No insurance as of yet, but I went and interviewed for a county job last week, they said I will know by end of next week if I got the job. Full benifits, I only pay 10$ per pay period. I get that job Im going to the doctor with a list longer then an 8 year olds at Christmas time!

----------


## Proximal

Good luck with the job BG. And again, sorry for butting in. There isn't much that I can contribute here at the forum so I try to help when I can to balance out all of the great advice & information that I've gotten from everyone.

----------


## kelkel

Sounds like an infraspinatus issue to me BG. Your description of reaching up reminded me of this article which I read just a couple days ago:

https://www.p2sportscare.com/infraspinatus-strain/

What do you think prox?

----------


## Proximal

That and/or teres minor both run around there, agreed. 

Got to tell you, amazed anyone here that’s up in age still has their RC’s. I always joke with my kids that God made an engineering blunder with this arrangement.

----------


## kelkel

> That and/or teres minor both run around there, agreed. 
> 
> Got to tell you, amazed anyone here that’s up in age still has their RC’s. I always joke with my kids that God made an engineering blunder with this arrangement.



Yeah you're right about that. I'm dealing with a small tear in my infraspinatus now. 5.5 mm to be exact. Not fun.

----------


## Bio-Active

> You wont believe this but I figured something out driving two days ago. I was in my car and my arm was throbbing, I telling you almost tears, I was ready to give up on training again. So I was try to find a comfortable position and while driving I put my arm up and pushed on the roof, I could feel exactly where the issue was, my tricep or shoulder, but right where the two connect. I brought my arm down it felt better for a few seconds so I did it again. I started working my arm/hand further and further behind me, I would let it stretch first the I would push for 20 seconds. Ive been doing this for 2 days and it feels great. I havent pressed yet but that not when it bothered me, it was usually when I was sitting. I could hardly get my arm back and it hurt like hell when I pushed, now I can get my hand all the was back and push.......I pray I might be good to go


I know exactly what you mean.
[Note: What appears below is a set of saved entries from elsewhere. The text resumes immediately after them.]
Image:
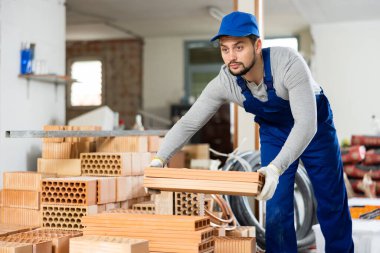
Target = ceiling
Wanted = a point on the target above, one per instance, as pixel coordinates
(110, 19)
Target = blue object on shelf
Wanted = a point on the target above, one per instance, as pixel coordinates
(26, 61)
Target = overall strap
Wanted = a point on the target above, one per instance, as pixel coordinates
(242, 84)
(268, 79)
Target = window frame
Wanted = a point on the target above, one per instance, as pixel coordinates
(70, 62)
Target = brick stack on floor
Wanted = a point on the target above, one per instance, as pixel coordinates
(21, 198)
(362, 160)
(166, 233)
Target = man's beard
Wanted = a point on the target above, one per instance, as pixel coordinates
(245, 69)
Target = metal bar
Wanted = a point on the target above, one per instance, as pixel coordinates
(63, 133)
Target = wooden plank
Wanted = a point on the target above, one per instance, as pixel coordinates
(203, 186)
(196, 174)
(8, 229)
(60, 167)
(38, 245)
(106, 244)
(159, 235)
(190, 223)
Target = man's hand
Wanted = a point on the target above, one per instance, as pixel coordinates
(157, 162)
(271, 173)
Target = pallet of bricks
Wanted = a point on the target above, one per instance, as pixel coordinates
(362, 166)
(58, 196)
(21, 217)
(93, 175)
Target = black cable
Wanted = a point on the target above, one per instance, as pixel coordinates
(245, 217)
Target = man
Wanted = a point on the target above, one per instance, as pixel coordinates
(295, 121)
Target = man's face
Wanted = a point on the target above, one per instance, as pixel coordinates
(238, 54)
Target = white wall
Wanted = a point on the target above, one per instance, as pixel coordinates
(23, 105)
(163, 75)
(346, 64)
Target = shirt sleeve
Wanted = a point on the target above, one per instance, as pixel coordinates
(298, 81)
(211, 98)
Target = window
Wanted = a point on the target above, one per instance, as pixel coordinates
(202, 63)
(291, 42)
(87, 91)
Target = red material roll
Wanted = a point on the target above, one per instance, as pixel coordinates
(353, 154)
(372, 157)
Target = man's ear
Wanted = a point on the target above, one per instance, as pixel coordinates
(258, 46)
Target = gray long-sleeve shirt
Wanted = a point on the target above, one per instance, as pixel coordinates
(292, 81)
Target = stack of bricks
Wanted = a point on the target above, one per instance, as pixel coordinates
(187, 203)
(60, 156)
(108, 244)
(166, 233)
(363, 158)
(21, 198)
(242, 239)
(43, 240)
(122, 171)
(66, 200)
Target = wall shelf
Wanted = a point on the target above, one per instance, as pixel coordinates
(56, 79)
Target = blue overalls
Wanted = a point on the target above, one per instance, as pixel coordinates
(322, 161)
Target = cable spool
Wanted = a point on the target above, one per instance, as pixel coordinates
(304, 201)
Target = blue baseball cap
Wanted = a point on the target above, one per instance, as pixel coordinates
(238, 24)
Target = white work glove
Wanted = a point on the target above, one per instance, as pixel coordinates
(157, 162)
(271, 173)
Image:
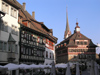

I you tuned those stretches and they worked a miracle on mine

----------


## BG

Saturday

Stretched

Cardio

Abs

Legs

Front single leg extensions
Rear single leg curls
Very light leg press (mainly just stretching
Squats 2 sets of one plate, then on set of 12 at 185

I noticed when I dont pay attention my leg leg swings out a little which is putting strain on my knee which used to bother me. I think its my shoes and do you guys think neoprene's would help with this?

----------


## Proximal

> Yeah you're right about that. I'm dealing with a small tear in my infraspinatus now. 5.5 mm to be exact. Not fun.


In an odd way, after 35 years of nagging me on/off, mildly/badly; I’m glad the damn thing finally tore off. I’ve got to lift my hand to bars/machine handles using my other hand. But virtually no pain.

----------


## BG

It's mind blowing how crazy the pain after a while will make you. My arm pain puts me in a whole different frame of mind.......just like a tooth ache, that's the best way I can explain it.

----------


## guitarzan

Good to hear bg. I've been slacking last few weeks, bout to get back at it myself

----------


## Proximal

> It's mind blowing how crazy the pain after a while will make you. My arm pain puts me in a whole different frame of mind.......just like a tooth ache, that's the best way I can explain it.


No need to explain, perfectly understood.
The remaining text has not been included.